La selección mexicana
fue inflada. No pudo derrotar a la escuadra de Sudáfrica que carecía de
técnica y a la que los uruguayos pusieron en su lugar. Se engolosinó con la
victoria a Francia pero sin racionalizar el hecho de que la selección
francesa hizo todo lo posible por perder debido al acto de contrición de los
jugadores que consideraron su presencia en el mundial como producto de una
victoria no legitimada. Y Uruguay la puso en su lugar, aunque luego las
televisoras comenzaron a hablar del milagro de aspirar a derrotar a
Argentina para de ahí enfilarse al campeonato del mundo.
Y ahí estaba no
la afición mexicana determinada por la pasión por el futbol sino redefinida
por su papel como consumidor de los sándwiches, los refrescos de cola y toda la
larga lista de productos, bienes y servicios que anunciaron los seleccionados. Y
lo peor fue convertir a la selección en un instrumento político con
tintes electorales de corto plazo. Ahí están los spots publicitarios de
Javier Aguirre montado sobre la Iniciativa México para sacarle raja a la
pasión del futbol con una iniciativa… de las televisoras privadas. Ahora
Aguirre tendrá que pagar la factura de su decisión de prestarse a un
juego que nada tenía que ver con el futbol.
Lo que viene es lo
previsible: el casi se pudo, el que perdimos pero con honor, el de nos ganaron
un gol que no era, el de que caímos con la cara al sol, el del orgullo por
encima de todo.
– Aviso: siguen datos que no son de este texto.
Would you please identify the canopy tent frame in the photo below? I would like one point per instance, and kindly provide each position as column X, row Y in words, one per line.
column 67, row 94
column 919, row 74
Y de ahí, a esperar los próximos negocios comerciales que han pervertido
el futbol como deporte.
Pero queda también la
certeza de que el futbol seguirá igual mientras sea un negocio de las
televisoras privadas y el Congreso se niegue a ejercer sus facultades que
relacionan el futbol con el deporte, la cultura, la educación y la representación
oficial de México en campeonatos nacionales e internacionales.